10 years ago, these numbers would have elicited a different reaction from me. I may have even been upset that the general movie-going public allowed my sacred “Harry Potter” franchise to fail. But today, I find myself agreeing with what now seems to be popular opinion: I have no interest in seeing the new “Fantastic Beasts” movie. This series could have been another light-hearted escapist fantasy like “Harry Potter,” but instead we got a series of Dumbledore-centric prequels with barely any connection to the titular Fantastic Beasts. There was once potential for something great, but ultimately “Fantastic Beasts” bailed on its original promise of a fresh take on a familiar franchise. So I bailed on “Fantastic Beasts.”
As time passes, my decision to jump ship seems even more justified. “Fantastic Beasts” has been plagued by a number of controversies, from the recasting of Johnny Depp to Ezra Miller’s series of arrests in Hawaii. But perhaps most notably, J.K. Rowling herself has been involved in a series of transphobia-related scandals. Rowling’s transphobic rhetoric is an ongoing controversy, arguably beginning with her “#IStandWithMaya” tweet in December of 2019. Since that initial tweet, Rowling has doubled down on her anti-trans stance. And despite her bigoted viewpoints, Rowling has remained at the helm of all things “Harry Potter” related.
It is heartbreaking to witness someone with as much wealth and influence as J.K. Rowling spread such harmful rhetoric. And to make matters worse, her wealth and influence is directly correlated to the success of the “Harry Potter” franchise. As someone who has supported “Harry Potter” for practically my entire life, Rowling’s actions were certainly a tough pill to swallow. But in light of recent events, I have no desire to support the franchise any longer. Even if Rowling could not profit from any of it, the “Fantastic Beasts” series has been a resounding disappointment. Pair Rowling’s transphobia with the underwhelming content of recent years, and the decision becomes clear: “Harry Potter” is no longer worth my money.
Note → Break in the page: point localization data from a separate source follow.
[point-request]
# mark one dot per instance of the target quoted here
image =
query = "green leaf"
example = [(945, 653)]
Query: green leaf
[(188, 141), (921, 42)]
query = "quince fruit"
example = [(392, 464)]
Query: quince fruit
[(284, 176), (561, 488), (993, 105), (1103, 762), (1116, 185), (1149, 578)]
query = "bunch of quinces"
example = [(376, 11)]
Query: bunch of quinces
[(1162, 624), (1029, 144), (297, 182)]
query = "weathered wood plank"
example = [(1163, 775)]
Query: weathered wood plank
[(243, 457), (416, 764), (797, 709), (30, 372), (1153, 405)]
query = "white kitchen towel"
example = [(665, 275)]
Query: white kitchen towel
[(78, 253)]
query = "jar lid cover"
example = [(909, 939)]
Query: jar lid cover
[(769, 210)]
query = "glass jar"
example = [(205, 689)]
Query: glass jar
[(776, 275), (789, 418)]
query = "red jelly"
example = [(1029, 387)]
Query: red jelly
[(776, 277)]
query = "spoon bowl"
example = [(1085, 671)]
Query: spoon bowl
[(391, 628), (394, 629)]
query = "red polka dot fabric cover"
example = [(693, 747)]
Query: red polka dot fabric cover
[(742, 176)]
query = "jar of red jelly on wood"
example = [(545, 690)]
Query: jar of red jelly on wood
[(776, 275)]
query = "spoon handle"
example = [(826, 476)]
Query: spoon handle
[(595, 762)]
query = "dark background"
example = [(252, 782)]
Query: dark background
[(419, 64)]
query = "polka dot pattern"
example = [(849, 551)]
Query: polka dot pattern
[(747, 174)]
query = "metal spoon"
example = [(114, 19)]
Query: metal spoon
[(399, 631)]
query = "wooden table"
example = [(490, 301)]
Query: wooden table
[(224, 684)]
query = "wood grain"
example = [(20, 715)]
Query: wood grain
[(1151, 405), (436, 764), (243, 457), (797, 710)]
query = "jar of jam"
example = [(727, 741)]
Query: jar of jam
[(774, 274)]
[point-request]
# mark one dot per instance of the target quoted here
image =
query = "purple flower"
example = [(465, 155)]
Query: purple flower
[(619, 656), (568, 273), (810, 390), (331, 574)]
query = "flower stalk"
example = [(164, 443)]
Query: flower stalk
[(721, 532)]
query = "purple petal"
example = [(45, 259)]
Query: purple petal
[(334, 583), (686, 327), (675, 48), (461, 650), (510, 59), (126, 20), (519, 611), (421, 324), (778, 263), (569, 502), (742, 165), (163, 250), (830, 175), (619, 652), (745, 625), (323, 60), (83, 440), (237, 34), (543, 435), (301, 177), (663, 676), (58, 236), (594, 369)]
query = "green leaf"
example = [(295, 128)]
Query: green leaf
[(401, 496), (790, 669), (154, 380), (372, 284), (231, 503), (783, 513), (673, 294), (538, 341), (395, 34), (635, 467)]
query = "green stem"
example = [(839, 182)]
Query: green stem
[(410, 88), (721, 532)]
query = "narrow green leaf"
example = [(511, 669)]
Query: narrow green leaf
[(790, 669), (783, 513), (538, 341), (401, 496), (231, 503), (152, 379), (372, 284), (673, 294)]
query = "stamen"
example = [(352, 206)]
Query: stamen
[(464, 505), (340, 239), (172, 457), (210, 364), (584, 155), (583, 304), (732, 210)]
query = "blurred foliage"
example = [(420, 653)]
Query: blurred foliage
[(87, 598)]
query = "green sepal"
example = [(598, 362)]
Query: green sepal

That said, I will never downplay the impact “Harry Potter” has had on me. I will never forget attending the midnight release of the final novel, or watching the movies on opening weekend, or visiting the theme park at Universal Studios. It’s safe to say I would be a completely different person without “Harry Potter” in my life. But I think the poor performance of “Fantastic Beasts” should be a sign to all “Harry Potter” fans, a sign that it’s time to re-evaluate the role this franchise has played in our lives.